私はキャリアコンサルタント1級という指導者の資格を持っているため、
幾人かの方のレクチャーなどをさせていただいています。
その中で、ご質問をいただくのですが、
「相談者と話す中で、相談者が「分かりました」と言ってくれるのに、
行動してくれません。
相談者の方が行動してくれるといったのに、行動してくれないのであれば、
どんな支援をすればいいのでしょうか。」
というご相談がありました。
これは専門家としての質問と考えないでください。
例えば、子供への躾で、子供が「分かった」というのに、全然約束を守ってくれない。
仕事の場面で部下に指導をして「分かりました」というのに、同じミスを繰り返す。
どうしてだろうという悩みもよく聞きますが、これらは共通しているのです。
何が起こっているのでしょうか?
それは、一番、大切なことを忘れているから、勘違いしてしまうのです。
そもそも相談者も、そして私たちも平気で『嘘』をつきます。
それは、相手が信用できないから嘘をいうこともあれば、
相手を気遣って、「大丈夫です」「特に問題ありません」ということもあります。
社長に対して、職場で気になることがあっても、
「何か問題あるか?」と聞かれた際に「空調の効きが悪いです!」なんて言えないので
「大丈夫です!」と答えます。
上司から長時間の説教をされて「分かったか!」なんて言われたら、
そもそもメモもできず1時間もくどくど話されて、その内容を全部覚えているなんて、
東大のトップの人ぐらいしかできません。
なのに、「分かりません!」なんて言えないので、「はい。
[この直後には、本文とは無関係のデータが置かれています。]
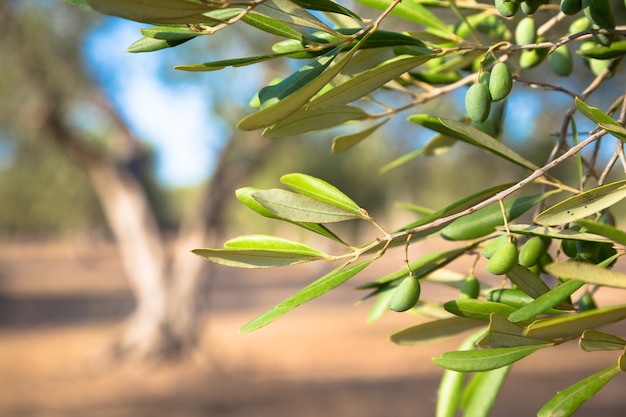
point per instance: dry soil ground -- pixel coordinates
(58, 310)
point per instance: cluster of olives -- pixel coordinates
(492, 86)
(503, 255)
(597, 15)
(597, 12)
(508, 8)
(586, 251)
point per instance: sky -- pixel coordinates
(175, 117)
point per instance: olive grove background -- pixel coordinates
(73, 165)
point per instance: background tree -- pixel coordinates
(365, 71)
分かりました」と答えます。
家族間でも、奥様から長い話をされたら「分かった。分かった。」と言いながら、分かっていませんよね。
親からの話も「分かったから」と話を切り上げませんか?
体調がちょっと悪いけど、友人から「大丈夫?」と聞かれたら「大丈夫。ありがとう。」なんて言いませんか?
こんな風に「分かった」や「はい。」なんて言うのは、意図しない『嘘』の時に出てくる言葉です。
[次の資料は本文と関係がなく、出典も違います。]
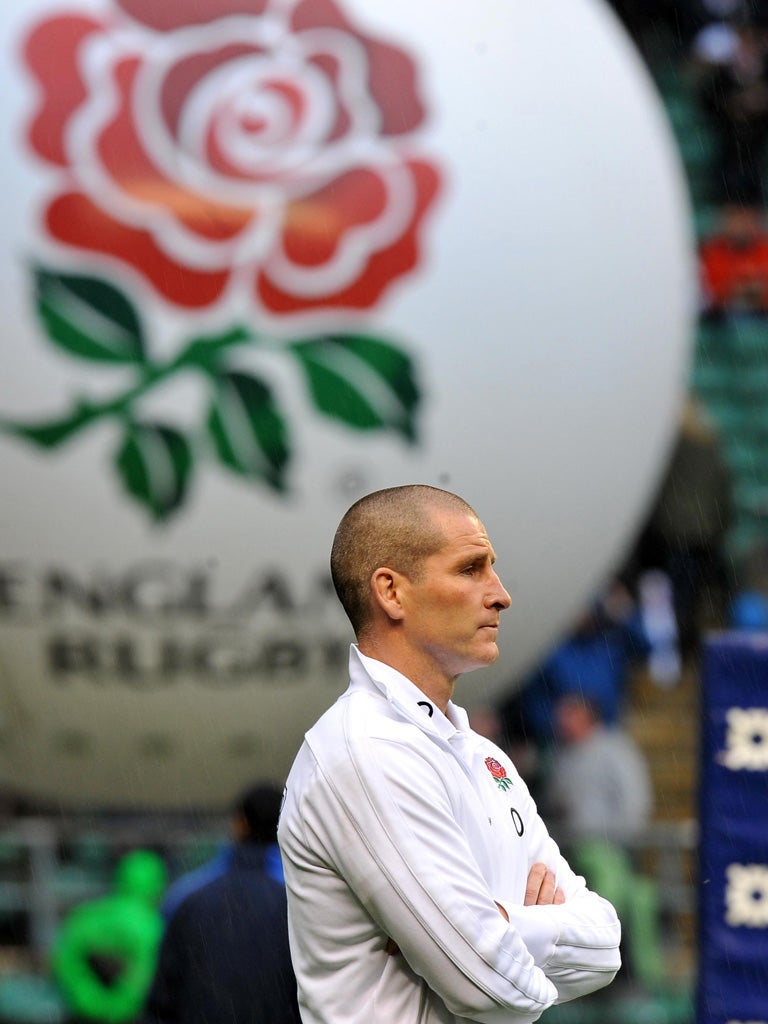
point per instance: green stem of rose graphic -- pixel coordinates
(364, 382)
(201, 353)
そのため、大事なことは「分かった」≠「やります!」じゃないということです。
むしろ、「分かった」・「分からない」で答えられる質問を出すのではなく、
「どう思いますか?」、「それを実現したいですか?」、「じゃあ、具体的にどう行動しますか?」
と考えないと答えられない開かれた質問をすると、少し行動してくれたりもします。
自分自身に置き換えて考えると、答えが見えてくることも多いです。
ぜひとも自分に置き換えて考えていきましょう。
そして、人は『嘘』を意図せず、時にはこちらに配慮をして、ついてしまうことがある。
だからこそ、それを理解し、接していきましょう。